Don't get me wrong...I really like the idea of of throwing in special encounters like this, to keep players on their toes, encourage and reward creativity and roleplay, and break up the humdrum routine that encounters can start to fall into after awhile. In particular I think it's useful to avoid the kind of, "Oh look, another Balor, and it's been buffed up a bit. Hah," sort of blase' reaction that players AND characters develop at high levels.

SOME of that is fine. It's part of the reward for getting there. But it's good to have tools to disrupt that, and this system looks like one such tool.
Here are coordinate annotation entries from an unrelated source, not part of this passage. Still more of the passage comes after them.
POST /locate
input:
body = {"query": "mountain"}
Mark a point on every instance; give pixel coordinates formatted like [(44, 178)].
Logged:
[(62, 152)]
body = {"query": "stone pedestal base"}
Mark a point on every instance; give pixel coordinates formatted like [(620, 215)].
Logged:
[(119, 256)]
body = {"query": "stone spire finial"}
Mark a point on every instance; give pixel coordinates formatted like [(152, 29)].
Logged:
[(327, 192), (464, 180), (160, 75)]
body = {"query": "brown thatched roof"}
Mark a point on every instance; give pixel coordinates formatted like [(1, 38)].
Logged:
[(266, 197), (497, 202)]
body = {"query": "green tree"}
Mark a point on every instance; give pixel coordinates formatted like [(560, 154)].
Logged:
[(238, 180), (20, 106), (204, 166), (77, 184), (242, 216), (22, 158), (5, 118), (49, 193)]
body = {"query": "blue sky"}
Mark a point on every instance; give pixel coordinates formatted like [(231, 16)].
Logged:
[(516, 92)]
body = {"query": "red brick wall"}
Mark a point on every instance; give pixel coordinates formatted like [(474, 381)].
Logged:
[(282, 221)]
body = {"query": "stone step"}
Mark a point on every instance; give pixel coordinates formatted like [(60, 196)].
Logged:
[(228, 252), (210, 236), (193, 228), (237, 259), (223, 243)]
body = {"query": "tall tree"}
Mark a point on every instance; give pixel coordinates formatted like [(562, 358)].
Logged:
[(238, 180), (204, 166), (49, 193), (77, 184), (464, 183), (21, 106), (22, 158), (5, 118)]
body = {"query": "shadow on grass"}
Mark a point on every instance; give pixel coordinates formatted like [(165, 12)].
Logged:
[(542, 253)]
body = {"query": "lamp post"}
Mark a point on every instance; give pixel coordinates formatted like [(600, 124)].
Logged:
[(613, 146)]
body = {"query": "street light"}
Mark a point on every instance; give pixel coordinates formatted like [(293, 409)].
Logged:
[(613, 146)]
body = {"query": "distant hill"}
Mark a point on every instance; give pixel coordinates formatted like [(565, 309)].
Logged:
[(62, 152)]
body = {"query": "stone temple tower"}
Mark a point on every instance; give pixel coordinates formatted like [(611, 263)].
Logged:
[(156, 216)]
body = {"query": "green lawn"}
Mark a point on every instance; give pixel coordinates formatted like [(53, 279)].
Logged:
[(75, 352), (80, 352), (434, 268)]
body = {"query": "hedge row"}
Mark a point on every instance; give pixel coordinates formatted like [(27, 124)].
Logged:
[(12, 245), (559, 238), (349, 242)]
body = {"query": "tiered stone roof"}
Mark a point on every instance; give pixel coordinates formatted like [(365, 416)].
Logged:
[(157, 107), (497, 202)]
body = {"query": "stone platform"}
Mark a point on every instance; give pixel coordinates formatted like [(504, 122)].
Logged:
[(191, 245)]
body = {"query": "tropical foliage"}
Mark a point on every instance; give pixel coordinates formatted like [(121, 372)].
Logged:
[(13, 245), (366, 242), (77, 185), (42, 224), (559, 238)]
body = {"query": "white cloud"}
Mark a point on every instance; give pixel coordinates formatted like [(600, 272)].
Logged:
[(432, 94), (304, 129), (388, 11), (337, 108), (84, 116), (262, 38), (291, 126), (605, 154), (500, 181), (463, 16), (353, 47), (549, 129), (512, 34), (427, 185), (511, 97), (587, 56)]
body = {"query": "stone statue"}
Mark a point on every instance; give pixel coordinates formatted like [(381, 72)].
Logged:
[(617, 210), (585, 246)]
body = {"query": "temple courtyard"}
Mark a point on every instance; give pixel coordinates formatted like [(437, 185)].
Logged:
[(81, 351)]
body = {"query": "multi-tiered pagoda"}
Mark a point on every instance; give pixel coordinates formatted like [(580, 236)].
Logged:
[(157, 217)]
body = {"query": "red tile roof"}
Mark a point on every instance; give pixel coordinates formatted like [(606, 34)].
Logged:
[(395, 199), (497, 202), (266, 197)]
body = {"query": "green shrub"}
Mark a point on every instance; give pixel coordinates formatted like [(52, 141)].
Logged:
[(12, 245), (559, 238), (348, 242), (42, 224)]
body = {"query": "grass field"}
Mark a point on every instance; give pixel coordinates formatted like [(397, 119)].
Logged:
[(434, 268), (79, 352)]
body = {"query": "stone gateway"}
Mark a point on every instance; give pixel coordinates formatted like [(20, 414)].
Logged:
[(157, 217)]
I just squirm when I think of it being used more generically, or frequently. It undermines a lot of expectations that players use, and NEED to use, to design effective characters. That's why it has the effect it has. But as a player, I'd be pretty annoyed if it showed up a lot.
 

Shayuri said:
I just squirm when I think of it being used more generically, or frequently. It undermines a lot of expectations that players use, and NEED to use, to design effective characters. That's why it has the effect it has. But as a player, I'd be pretty annoyed if it showed up a lo

Yeah, it's true that if you're going to redesign D&D's combat engine, you probably are going to have to redesign a lot of the rest of the game, too (depending on your e; OD&D is pretty resilient!). But there's enough give for this to be used on occasion. Actually, I think 4e with its tight math is one of the easiest E's to do this in, even if the lack of grid and binary abilities make hay of a lot of the power and role mechanics there.